Sam Tromp

Nederlands violist (1902–1987)

Samuel (Sam) Tromp (Groningen, 25 januari 1902Amsterdam, 11 oktober 1987) was een Nederlands violist.

Hij was zoon van het Groninger echtpaar Aaltje van Dam en koopman Arend Tromp. Hijzelf was getrouwd met de Groningse Betje de Swaan; na haar overlijden in 1949 hertrouwde hij in 1952 met illustrator Sara Frank/Sara Tromp, ook Groningse.[1]

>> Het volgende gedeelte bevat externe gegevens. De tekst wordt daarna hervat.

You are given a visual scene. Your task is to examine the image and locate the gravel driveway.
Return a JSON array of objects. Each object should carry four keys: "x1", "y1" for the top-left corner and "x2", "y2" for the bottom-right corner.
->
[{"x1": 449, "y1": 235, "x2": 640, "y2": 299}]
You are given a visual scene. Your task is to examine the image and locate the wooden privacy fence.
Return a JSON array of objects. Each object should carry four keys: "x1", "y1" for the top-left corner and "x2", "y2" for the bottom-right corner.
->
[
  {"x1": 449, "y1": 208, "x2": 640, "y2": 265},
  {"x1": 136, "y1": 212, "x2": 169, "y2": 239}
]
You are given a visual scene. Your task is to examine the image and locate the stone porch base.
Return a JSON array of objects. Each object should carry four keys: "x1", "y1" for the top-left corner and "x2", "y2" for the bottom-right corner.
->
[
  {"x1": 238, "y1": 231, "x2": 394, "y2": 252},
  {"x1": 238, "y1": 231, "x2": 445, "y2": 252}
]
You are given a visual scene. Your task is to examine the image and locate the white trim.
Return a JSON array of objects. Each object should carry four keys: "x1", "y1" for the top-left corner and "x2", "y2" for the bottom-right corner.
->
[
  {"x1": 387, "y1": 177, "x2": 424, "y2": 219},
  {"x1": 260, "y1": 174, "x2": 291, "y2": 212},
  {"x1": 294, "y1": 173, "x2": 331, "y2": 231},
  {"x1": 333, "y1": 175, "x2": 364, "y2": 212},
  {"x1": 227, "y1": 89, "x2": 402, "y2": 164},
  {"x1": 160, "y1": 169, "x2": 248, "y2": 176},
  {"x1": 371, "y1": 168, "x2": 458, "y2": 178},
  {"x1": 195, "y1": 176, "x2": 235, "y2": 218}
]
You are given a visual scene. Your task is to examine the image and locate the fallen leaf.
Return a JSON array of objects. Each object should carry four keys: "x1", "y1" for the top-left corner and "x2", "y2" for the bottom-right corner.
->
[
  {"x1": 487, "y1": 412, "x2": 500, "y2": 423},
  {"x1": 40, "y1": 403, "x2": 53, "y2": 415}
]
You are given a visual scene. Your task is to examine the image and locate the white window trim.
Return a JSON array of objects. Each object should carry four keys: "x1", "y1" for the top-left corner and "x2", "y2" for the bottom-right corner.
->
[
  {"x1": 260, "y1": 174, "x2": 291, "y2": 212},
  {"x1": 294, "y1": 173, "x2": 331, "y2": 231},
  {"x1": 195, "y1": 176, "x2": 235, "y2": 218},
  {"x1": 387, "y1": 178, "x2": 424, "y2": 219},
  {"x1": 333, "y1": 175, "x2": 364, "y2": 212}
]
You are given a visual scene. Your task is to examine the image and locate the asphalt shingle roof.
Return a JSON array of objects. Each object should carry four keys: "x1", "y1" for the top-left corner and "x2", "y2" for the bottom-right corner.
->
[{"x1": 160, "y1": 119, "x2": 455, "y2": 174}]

Tromp werd opgeleid door Emil Clemens Schröner en Frieso Molenaar in zijn geboortestad. Hij kreeg na een examen een beurs om zijn studie voort te zetten aan de Conservatorium van Amsterdam.[2] Inkomsten kreeg hij mede door kantoorwerk bij de Twentsche Bank. Het conservatorium doorliep hij in korte tijd en hij nam vervolgens les bij Lucien Capet in Parijs en ook bij Oskar Back.

In 1925 had hij al zijn eigen leerlingenpraktijk aan de Nieuwe Herengracht 141 te Amsterdam. Nico Richter was een leerling van hem. Voorts had hij drie jaar zitting in de Haarlemsche Orkest Vereeniing onder Eduard van Beinum.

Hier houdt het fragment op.